May be you did not do enough research concerning olive oil.
David Brown says
While it’s clear that excessive linoleic acid intake from seed oils initiated the epidemic of chronic inflammatory diseases during the first half of the 20th century, changes in the fatty acid profile of pork and chicken appears to be the main driver of the global epidemic of obesity and diabetes. Note that the edible oils industry has developed high oleic acid versions of canola, corn, peanut, sunflower, soybean, and safflower oils. Meanwhile, swine and poultry are typically fed diets that promote excess carcass accumulation of both linoleic acid and arachidonic acid. Excerpt: “Chicken meat with reduced concentration of arachidonic acid (AA) and reduced ratio between omega-6 and omega-3 fatty acids has potential health benefits because a reduction in AA intake dampens prostanoid signaling, and the proportion between omega-6 and omega-3 fatty acids is too high in our diet.” (web search – Anna Haug Individual Variation)

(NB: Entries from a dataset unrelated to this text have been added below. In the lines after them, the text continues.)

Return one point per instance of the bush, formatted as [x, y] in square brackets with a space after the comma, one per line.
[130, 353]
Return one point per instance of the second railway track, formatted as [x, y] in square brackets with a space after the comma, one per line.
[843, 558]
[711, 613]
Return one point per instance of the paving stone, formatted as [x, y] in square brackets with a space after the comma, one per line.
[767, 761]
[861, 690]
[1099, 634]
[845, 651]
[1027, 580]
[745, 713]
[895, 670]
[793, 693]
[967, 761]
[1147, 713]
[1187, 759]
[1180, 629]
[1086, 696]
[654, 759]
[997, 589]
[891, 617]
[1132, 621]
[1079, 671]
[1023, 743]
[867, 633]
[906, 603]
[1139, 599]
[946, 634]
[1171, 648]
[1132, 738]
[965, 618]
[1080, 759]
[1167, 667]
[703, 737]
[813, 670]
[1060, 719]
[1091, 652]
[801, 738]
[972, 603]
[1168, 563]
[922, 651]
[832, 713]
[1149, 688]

Another excerpt: “Pork is the most widely eaten meat in the world, but typical feeding practices give it a high omega-6 (n-6) to omega-3 (n-3) fatty acid ratio and make it a poor source of n-3 fatty acids. Feeding pigs n-3 fatty acids can increase their contents in pork, and in countries where label claims are permitted, claims can be met with limited feeding of n-3 fatty acid enriched feedstuffs, provided contributions of both fat and muscle are included in pork servings. Pork enriched with n-3 fatty acids is, however, not widely available.” (web search – Michael Dugan pork as a source of omega-3)
Comment by a Pennsylvania State University researcher: “With the incidence of obesity, heart disease and insulin resistance increasing toward epidemic proportions in the United States, people must make changes to improve their health,” said Kevin Harvatine, associate professor of nutritional physiology in the Department of Animal Science. “Production of nutritionally enriched eggs and poultry meat will help consumers meet health goals and help egg and poultry producers to increase the value of their products.” (web search – Kevin Harvatine omega-3 poultry)

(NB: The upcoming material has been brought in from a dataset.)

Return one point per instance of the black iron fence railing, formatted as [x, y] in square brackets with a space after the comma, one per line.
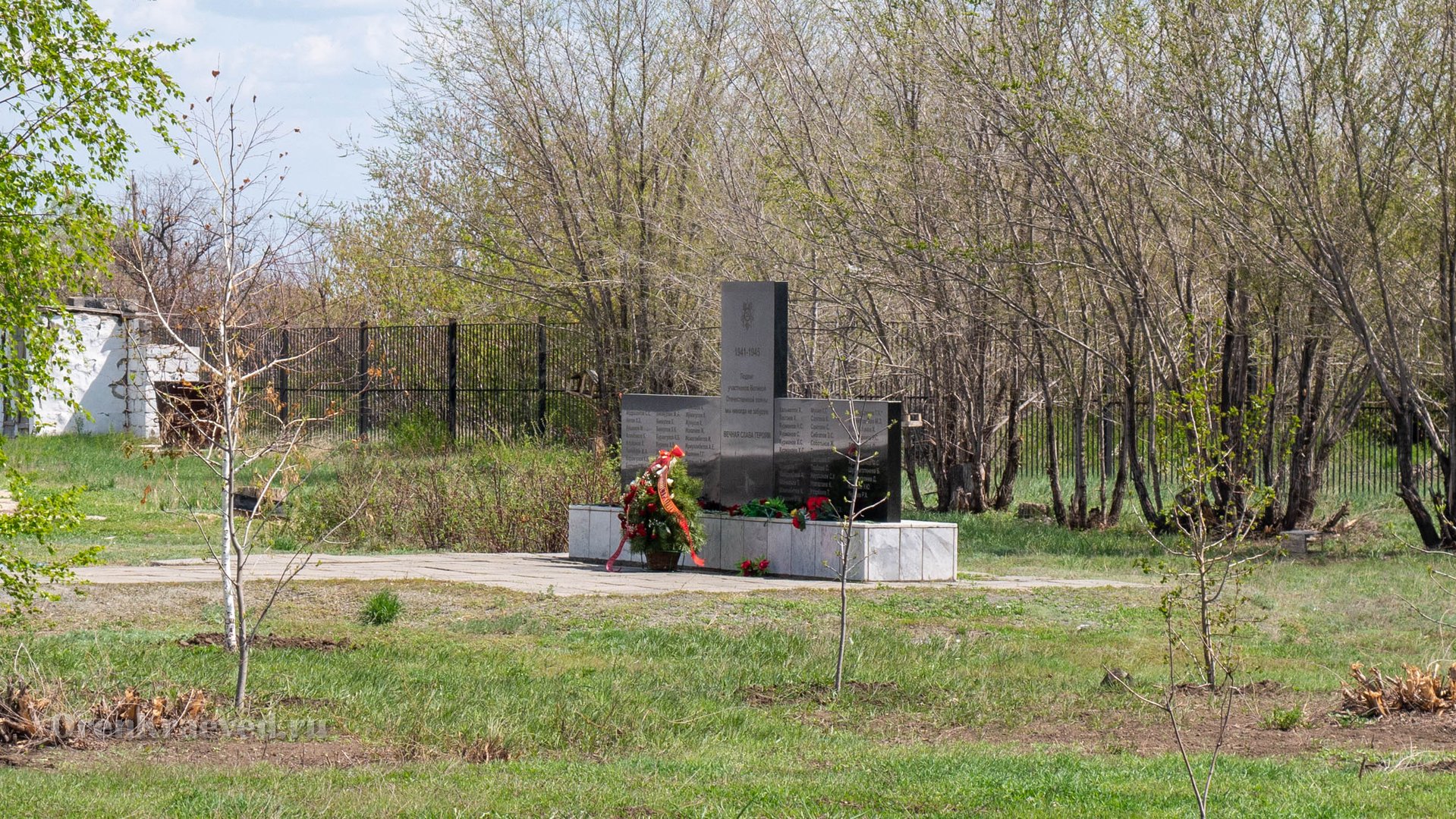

This excerpt from a 2016 British Medical Journal article neatly summarizes the problem. “We now know that major changes have taken place in the food supply over the last 100 years, when food technology and modern agriculture led to enormous production of vegetable oils high in ω-6 fatty acids, and changed animal feeds from grass to grains, thus increasing the amount of ω-6 fatty acids at the level of LA (from oils) and arachidonic acid (AA) (from meat, eggs, dairy). This led to very high amounts of ω-6 fatty acids in the food supply for the first time in the history of human beings.” (web search – The importance of a balanced ω-6 to ω-3 ratio)
Sophie says
Hello,
I was wondering about the safety of avocado oil, like LaTourangelle, because I have read many can be adulterated. Thank you.